The 12-megapixel Pen Mini goes on sale in the autumn, with a versatile 14-42mm kit lens. Prices will be revealed nearer the time.

Mini Micro

It's based on the Micro Four Thirds format and uses Micro Four Thirds lenses, a range of standard-sized glass that gives you different effects for different situations. Panasonic also makes cameras and lenses that use the Micro Four Thirds format, so there's plenty of choice when you're swapping in lenses.


Micro Four Thirds cameras aren't as big as traditional lens-swapping dSLRs. They miss out the mirror mechanism inside, but don't give up any of the features or flexibility, so they're suited to use both as a versatile back-up Asus a32-f9 battery for seasoned photographers and a lightweight option for amateurs looking to get serious. The main drawback of Micro Four Thirds is that the sensor is smaller than in a dSLR, but it's still much larger than the sensor found in most compact cameras.

Learning curve

They're very friendly to use, designed for budding snappers who want to start off with everything in automatic mode and hopefully learn more about photography as they explore the settings and features on offer.


To help beginners achieve high-quality photos, the Pen Mini's Live Guide feature offers handy suggestions that appear on screen to explain your options. These explain different photo effects and techniques in simple terms, so you don't need to understand the complex photographic principles to still come up with professional images.

The Pen Mini comes in a range of exciting colours, including this, er, brown.

For example, when you want a pleasing blurry background to make your photo stand out, you don't need to understand aperture and depth of field, as a simple slider on the screen lets you adjust the background blur. Other options that can be adjusted quickly and easily include colour intensity, lighting mood and motion blur.


You can add special effects to your photos too, and you can see how they'll turn out before you even take the picture. Special effects include vibrant pop art, soft focus and vintage sepia tones. Effects can be added to both stills and video.

Video is 1080i high definition at 60 frames per second. There's a dedicated video button and HDMI output so you can watch your movies on your hi-def TV too.


The camera can snap up to 5 pictures per second for shooting fast-moving action. It has image stabilisation built in to cut down on blurred pictures from shaky hands.


Multi-coloured swap shop

The Pen Mini is about as small as the lens size will allow. The sleek frame comes in black, white, silver, dark brown, purple and pink. Each camera comes with a matching lens ring so you can decorate standard lenses to match your camera.

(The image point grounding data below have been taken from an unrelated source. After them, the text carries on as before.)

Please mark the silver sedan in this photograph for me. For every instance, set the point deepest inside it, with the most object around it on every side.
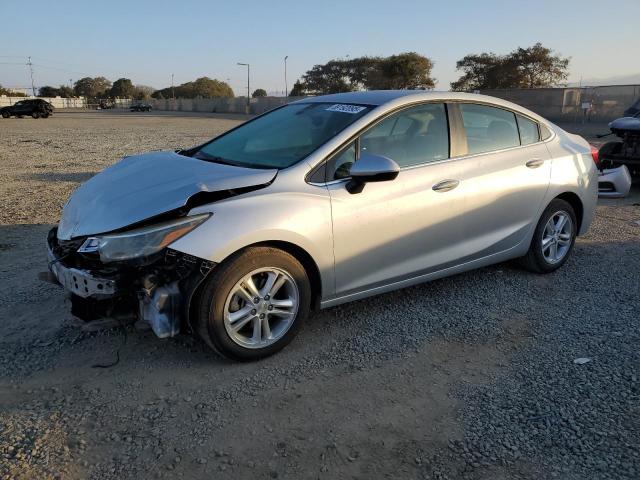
(316, 203)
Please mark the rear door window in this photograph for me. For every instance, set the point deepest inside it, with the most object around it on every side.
(489, 128)
(413, 136)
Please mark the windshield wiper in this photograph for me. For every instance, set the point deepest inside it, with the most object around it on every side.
(212, 158)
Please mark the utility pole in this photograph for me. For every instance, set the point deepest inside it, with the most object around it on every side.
(248, 87)
(33, 88)
(286, 87)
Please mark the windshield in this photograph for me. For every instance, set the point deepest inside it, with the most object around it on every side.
(282, 137)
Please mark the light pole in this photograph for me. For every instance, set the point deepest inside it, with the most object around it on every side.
(286, 87)
(248, 87)
(33, 87)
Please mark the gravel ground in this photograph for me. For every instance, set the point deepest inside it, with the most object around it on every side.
(467, 377)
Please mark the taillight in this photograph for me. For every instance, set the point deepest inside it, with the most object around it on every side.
(595, 154)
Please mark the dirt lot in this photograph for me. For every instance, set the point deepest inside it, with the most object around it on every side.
(467, 377)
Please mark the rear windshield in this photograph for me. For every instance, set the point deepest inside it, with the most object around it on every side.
(282, 137)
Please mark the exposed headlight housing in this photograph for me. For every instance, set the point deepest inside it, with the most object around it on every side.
(140, 242)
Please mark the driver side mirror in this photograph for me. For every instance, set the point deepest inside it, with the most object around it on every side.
(371, 168)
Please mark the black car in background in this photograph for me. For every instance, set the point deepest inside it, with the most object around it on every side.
(633, 110)
(37, 108)
(140, 107)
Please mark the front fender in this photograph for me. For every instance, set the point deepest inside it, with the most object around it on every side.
(301, 218)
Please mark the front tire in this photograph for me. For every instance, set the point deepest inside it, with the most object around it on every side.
(253, 304)
(553, 238)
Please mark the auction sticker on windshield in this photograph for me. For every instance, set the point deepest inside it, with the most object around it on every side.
(344, 108)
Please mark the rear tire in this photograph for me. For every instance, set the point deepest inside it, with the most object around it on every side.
(553, 238)
(252, 326)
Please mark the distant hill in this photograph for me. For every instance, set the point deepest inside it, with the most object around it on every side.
(615, 80)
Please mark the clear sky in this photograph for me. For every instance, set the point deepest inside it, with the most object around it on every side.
(147, 41)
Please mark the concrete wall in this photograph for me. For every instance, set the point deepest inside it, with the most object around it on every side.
(606, 103)
(57, 102)
(220, 105)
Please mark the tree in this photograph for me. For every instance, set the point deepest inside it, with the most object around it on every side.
(92, 87)
(48, 91)
(532, 67)
(204, 87)
(403, 71)
(539, 67)
(142, 92)
(65, 91)
(123, 88)
(10, 93)
(298, 89)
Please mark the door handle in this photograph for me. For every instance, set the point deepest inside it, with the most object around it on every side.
(445, 185)
(534, 163)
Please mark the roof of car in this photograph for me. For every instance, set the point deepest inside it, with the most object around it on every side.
(400, 97)
(380, 97)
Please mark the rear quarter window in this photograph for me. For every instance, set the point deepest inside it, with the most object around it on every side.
(528, 130)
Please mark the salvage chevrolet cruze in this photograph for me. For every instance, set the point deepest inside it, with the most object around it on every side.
(319, 202)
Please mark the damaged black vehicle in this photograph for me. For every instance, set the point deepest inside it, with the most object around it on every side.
(620, 159)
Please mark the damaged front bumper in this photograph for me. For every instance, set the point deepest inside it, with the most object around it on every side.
(157, 289)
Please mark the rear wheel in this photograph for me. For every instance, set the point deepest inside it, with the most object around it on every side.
(253, 304)
(553, 238)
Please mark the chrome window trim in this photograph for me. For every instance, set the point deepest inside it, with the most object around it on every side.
(437, 162)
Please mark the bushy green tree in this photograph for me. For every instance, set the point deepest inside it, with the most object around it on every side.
(203, 87)
(532, 67)
(97, 87)
(142, 92)
(122, 88)
(403, 71)
(48, 91)
(9, 93)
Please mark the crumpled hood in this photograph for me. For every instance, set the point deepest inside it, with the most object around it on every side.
(143, 186)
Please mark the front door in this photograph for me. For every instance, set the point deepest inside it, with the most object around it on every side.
(398, 229)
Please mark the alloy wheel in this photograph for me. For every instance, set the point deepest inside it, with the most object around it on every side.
(261, 307)
(557, 237)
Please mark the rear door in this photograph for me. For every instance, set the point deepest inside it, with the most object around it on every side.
(504, 178)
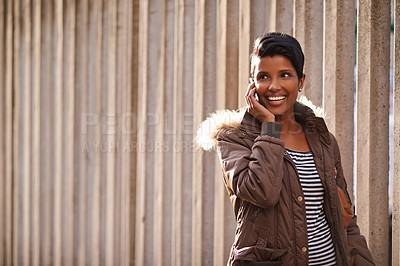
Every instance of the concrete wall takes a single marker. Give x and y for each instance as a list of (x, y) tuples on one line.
[(101, 101)]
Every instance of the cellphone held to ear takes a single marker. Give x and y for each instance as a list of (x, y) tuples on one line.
[(255, 93)]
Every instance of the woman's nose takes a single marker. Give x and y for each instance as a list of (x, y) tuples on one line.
[(274, 85)]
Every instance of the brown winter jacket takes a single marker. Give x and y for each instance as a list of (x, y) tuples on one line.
[(266, 194)]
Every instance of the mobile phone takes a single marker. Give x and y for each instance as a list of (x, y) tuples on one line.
[(255, 94)]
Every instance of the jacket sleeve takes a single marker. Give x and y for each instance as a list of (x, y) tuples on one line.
[(253, 170), (362, 255)]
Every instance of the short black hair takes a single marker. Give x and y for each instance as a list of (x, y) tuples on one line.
[(276, 43)]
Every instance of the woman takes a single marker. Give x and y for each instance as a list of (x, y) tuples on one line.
[(282, 169)]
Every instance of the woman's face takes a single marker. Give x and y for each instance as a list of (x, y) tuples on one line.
[(277, 84)]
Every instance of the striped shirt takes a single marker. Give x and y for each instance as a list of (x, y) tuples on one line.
[(321, 250)]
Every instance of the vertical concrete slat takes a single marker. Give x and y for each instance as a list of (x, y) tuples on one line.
[(46, 160), (126, 128), (396, 139), (95, 137), (36, 131), (308, 30), (133, 85), (373, 60), (177, 188), (8, 188), (198, 115), (159, 138), (227, 97), (245, 46), (162, 158), (338, 79), (3, 111), (26, 138), (140, 226), (203, 103), (280, 16), (182, 133), (111, 8), (81, 113), (16, 171), (253, 22), (58, 131), (68, 147)]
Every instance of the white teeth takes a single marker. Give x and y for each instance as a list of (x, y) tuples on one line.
[(276, 98)]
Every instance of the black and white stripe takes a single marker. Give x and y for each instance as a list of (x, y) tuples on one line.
[(321, 250)]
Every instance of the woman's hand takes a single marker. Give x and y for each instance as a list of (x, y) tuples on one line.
[(255, 108)]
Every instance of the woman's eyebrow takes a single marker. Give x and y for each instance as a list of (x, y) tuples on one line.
[(285, 70)]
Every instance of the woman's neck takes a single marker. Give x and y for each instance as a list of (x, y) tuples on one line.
[(289, 124)]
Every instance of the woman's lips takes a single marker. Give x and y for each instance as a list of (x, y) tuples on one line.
[(276, 100)]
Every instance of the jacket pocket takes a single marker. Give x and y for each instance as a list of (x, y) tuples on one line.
[(260, 263), (260, 254)]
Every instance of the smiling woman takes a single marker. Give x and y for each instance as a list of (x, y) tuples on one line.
[(282, 168)]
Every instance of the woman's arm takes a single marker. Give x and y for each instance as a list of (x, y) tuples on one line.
[(253, 170)]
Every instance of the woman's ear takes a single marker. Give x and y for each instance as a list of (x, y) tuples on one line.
[(301, 82)]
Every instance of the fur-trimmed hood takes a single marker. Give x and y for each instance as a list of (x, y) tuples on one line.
[(229, 120)]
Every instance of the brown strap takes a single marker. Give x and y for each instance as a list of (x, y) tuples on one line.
[(347, 213)]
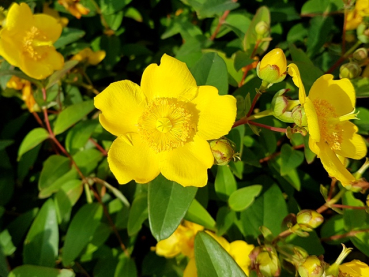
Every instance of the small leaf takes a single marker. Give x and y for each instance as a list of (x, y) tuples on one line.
[(168, 203), (244, 197), (32, 139)]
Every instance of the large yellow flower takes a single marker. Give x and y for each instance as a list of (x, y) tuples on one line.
[(354, 268), (27, 41), (329, 107), (163, 126)]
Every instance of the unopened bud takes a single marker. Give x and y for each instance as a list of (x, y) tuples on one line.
[(299, 116), (262, 28), (309, 219), (350, 70), (311, 267), (360, 54), (272, 68), (223, 151)]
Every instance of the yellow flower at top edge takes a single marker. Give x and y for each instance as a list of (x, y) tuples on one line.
[(90, 56), (355, 16), (26, 41), (354, 268), (329, 107), (163, 125), (74, 7)]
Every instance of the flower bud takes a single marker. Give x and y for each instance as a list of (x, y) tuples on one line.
[(311, 267), (223, 151), (262, 28), (350, 70), (299, 116), (272, 68), (309, 218), (360, 54)]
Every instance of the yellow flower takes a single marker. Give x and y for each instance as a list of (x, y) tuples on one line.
[(27, 41), (354, 268), (74, 7), (329, 107), (272, 68), (90, 56), (27, 96), (163, 126), (355, 16)]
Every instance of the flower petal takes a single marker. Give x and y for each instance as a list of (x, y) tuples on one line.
[(216, 113), (171, 78), (353, 145), (188, 165), (339, 93), (133, 161), (333, 165), (121, 104), (48, 25)]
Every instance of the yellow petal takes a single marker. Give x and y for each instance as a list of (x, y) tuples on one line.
[(333, 165), (171, 78), (121, 104), (188, 165), (294, 72), (48, 25), (191, 269), (353, 145), (134, 161), (339, 93), (312, 119), (216, 113)]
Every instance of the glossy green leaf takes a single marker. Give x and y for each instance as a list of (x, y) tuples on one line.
[(225, 182), (80, 231), (32, 139), (242, 198), (42, 241), (168, 203), (212, 260), (72, 115)]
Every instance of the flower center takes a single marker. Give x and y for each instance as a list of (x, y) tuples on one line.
[(34, 44), (167, 124), (329, 126)]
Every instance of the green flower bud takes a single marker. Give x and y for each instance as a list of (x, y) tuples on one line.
[(360, 54), (299, 116), (272, 68), (262, 28), (223, 151), (311, 267), (309, 218), (350, 70)]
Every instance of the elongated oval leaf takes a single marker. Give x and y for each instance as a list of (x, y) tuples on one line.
[(32, 139), (212, 260), (42, 242), (80, 231), (168, 203), (72, 115)]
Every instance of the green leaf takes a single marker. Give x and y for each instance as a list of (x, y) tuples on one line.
[(198, 214), (268, 210), (291, 159), (72, 115), (243, 198), (80, 231), (168, 203), (32, 139), (225, 182), (211, 70), (40, 271), (68, 36), (42, 241), (212, 260), (138, 214)]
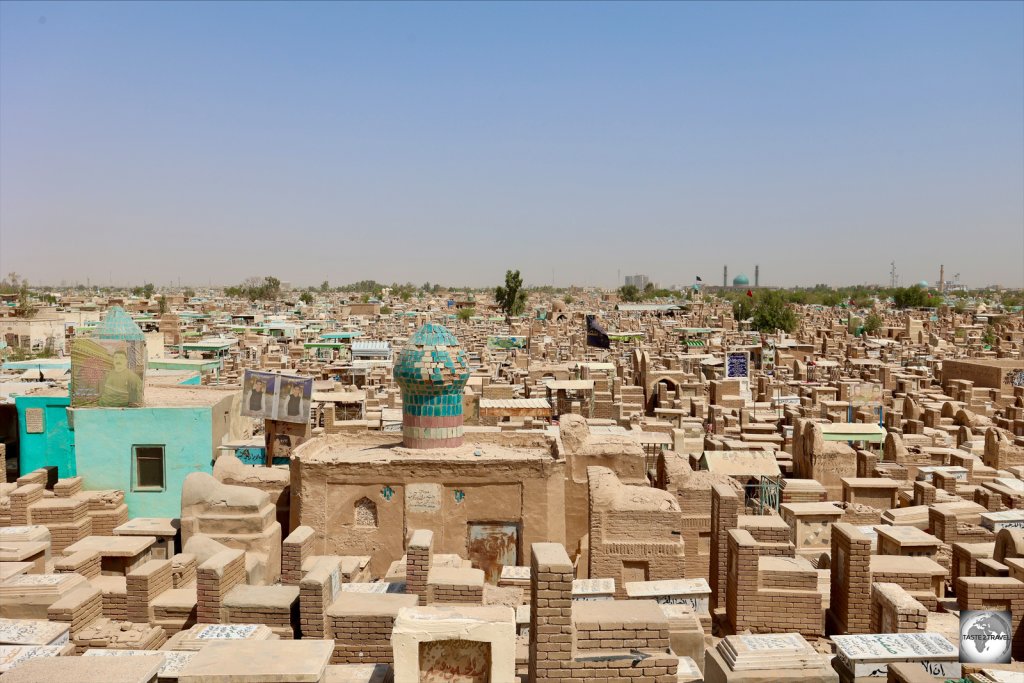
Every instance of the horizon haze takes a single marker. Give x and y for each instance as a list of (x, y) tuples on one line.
[(451, 141)]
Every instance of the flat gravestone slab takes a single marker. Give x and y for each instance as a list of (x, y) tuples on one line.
[(12, 655), (174, 660), (112, 546), (24, 534), (267, 662), (688, 671), (692, 592), (1003, 519), (148, 526), (86, 670), (782, 650), (33, 632), (515, 572), (870, 654), (593, 589)]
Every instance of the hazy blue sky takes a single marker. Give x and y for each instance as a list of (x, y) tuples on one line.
[(446, 142)]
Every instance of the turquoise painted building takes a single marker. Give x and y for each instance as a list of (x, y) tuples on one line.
[(44, 435), (147, 452)]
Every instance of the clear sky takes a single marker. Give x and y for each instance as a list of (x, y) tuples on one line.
[(448, 142)]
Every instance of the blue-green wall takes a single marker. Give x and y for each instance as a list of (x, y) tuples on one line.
[(105, 437), (55, 445)]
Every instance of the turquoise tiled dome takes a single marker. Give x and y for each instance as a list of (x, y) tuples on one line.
[(431, 371)]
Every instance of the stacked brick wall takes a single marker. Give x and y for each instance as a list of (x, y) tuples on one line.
[(78, 609), (551, 612), (851, 580), (144, 584), (924, 493), (183, 569), (68, 486), (724, 516), (317, 590), (20, 499), (215, 579), (281, 620), (615, 636), (296, 548), (895, 610), (84, 562), (361, 639), (419, 556), (786, 603), (457, 594)]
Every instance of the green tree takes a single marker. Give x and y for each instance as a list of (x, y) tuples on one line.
[(772, 312), (629, 293), (511, 298), (910, 297), (25, 306)]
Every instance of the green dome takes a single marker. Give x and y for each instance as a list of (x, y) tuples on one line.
[(431, 370)]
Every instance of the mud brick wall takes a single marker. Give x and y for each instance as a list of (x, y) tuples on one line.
[(724, 516), (895, 610), (62, 536), (68, 486), (183, 570), (637, 667), (115, 602), (617, 636), (84, 562), (851, 580), (419, 556), (104, 521), (20, 499), (78, 609), (991, 500), (144, 584), (296, 548), (458, 594), (551, 613), (924, 493), (317, 590), (945, 481), (995, 593), (965, 560), (58, 511), (36, 476), (761, 609), (215, 579), (364, 639), (278, 619)]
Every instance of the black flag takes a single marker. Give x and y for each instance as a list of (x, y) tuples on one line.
[(596, 336)]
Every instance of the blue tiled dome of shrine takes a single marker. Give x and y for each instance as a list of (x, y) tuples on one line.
[(431, 370)]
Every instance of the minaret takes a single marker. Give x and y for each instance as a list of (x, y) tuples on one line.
[(431, 370)]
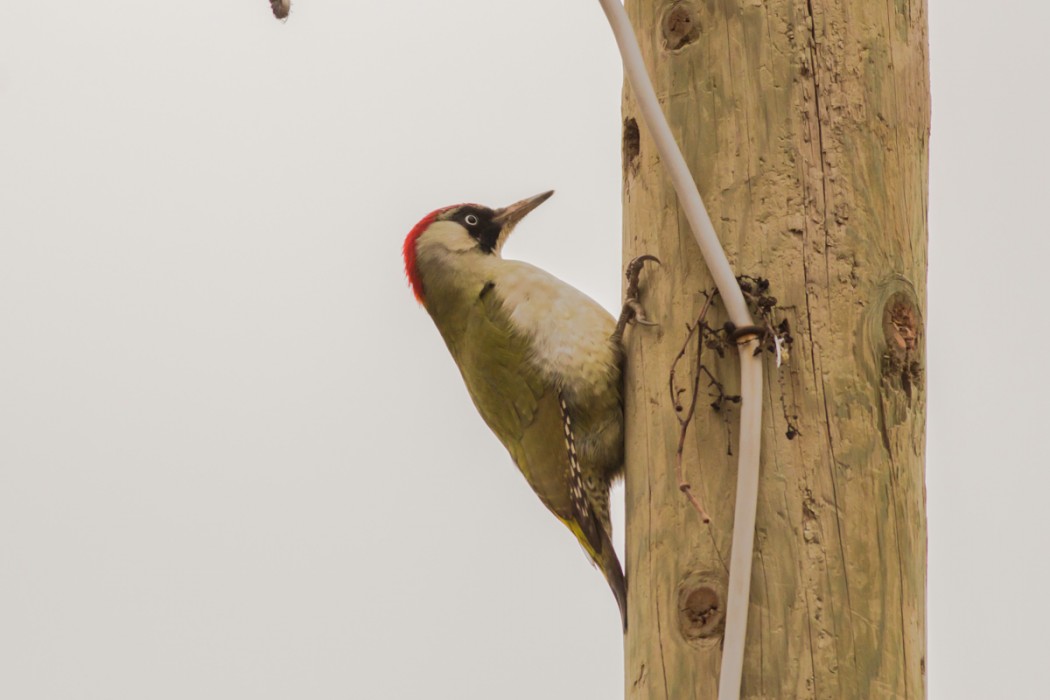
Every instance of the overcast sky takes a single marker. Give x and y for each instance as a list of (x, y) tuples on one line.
[(235, 458)]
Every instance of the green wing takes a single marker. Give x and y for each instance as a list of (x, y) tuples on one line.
[(520, 407)]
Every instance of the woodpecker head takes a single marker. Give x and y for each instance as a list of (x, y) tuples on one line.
[(464, 229)]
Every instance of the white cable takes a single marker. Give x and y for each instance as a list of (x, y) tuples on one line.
[(751, 366)]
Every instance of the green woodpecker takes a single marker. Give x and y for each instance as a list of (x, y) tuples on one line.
[(541, 360)]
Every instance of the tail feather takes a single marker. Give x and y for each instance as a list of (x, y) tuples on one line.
[(614, 575)]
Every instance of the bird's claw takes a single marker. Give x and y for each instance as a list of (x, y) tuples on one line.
[(632, 311)]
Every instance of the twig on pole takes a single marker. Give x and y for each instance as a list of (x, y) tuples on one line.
[(695, 330)]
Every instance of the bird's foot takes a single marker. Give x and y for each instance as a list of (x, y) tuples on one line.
[(632, 311)]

That's probably the widest choice of colours for a lens-swapping snapper, which usually come in conservative black or one or two other colours.


Olympus has put style at the forefront of the Pen range with the kitsch retro styling of the Pen E-PL3 and E-P3, but the PM1 is much more modern-looking. Unfortunately, there's no grip for your right hand, which may be a problem if you've got a larger, heavier lens on the front.


At the top of the camera is a hotshoe to which you can attach a flash, viewfinder or other accessories, including a wireless unit that sends photos to a computer or the Web without needing a cable. The lack of viewfinder or flash built-in means you can only choose one or the other, although a tilting flash is included with the camera, so you don't have to fork out more money to shed more light on a subject.


The Olympus Pen Mini E-PM1's cuddly name and rainbow of colourful options make it perhaps the most beginner-friendly of the lens-swapping cameras on the market. The slimmed-down design is hobbled, however, by the fact you need to bolt on accessories such as a flash or viewfinder on the top.